By Casey Smith, naturalist
It’s a new year and time for those resolutions. We make them every year, but how many of us follow through with them? Every year, my resolution is to live healthier, eat better, wake up earlier to run a few miles every day, and take my kids outside more. And then there are birthday parties, and cake, and holidays, and cookouts, and work, and life, and sleep, glorious sleep, that usually end up taking over where those resolutions used to be.

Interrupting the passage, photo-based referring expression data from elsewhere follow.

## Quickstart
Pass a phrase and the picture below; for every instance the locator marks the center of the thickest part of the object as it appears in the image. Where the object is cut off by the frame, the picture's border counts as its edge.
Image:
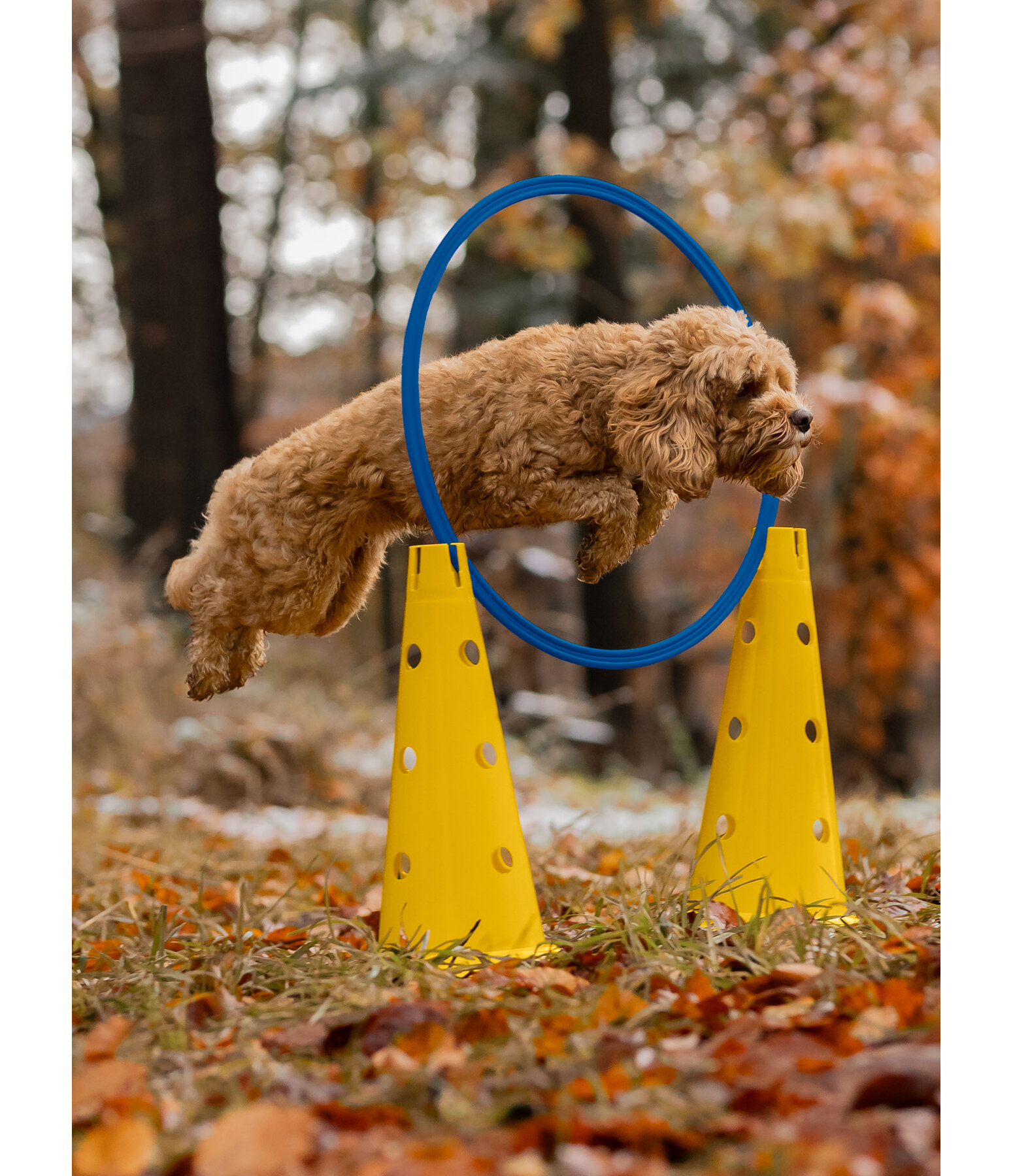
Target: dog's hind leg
(223, 659)
(654, 512)
(360, 574)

If you’re like me and want to be healthier in the new year, simply spending more time outdoors might be the best resolution you can make. Here are some reasons to spend more time outside in 2018.
- Spending time outdoors:
- Boosts your immune system
- Reduces stress
- Lowers blood pressure
- Improves your mood
- Can reduce symptoms related to ADD and ADHD
- Can improve focus and concentration
- Can help patients recover faster from surgery
- Improves short term memory
- Can reduce near-sightedness in children
- Improves sleep quality
- Improves physical health
- Through walking, can help manage the symptoms of Type 2 Diabetes
The ancient Babylonians are said to have been the first people to make New Year’s resolutions; nearly 4,000 years ago, they made promises to the gods to pay their debts and return any objects they had borrowed. However, their new year began in March when crops were planted. In Rome, it was Julius Caesar who – in 46 BC – established January 1 as the beginning of the new year. January is named for the two-faced god Janus who symbolically looked backwards into the previous year and ahead into the future. Ancient Romans offered sacrifices to Janus and made promises of good conduct for the coming year. Today, we don’t make sacrifices, and New Year’s resolutions are promises we make only to ourselves. And while only 8 percent of Americans are successful in achieving the goals they set for themselves in the new year, resolutions aren’t going away any time soon. So make it your resolution this year to Go Outside and Do Things.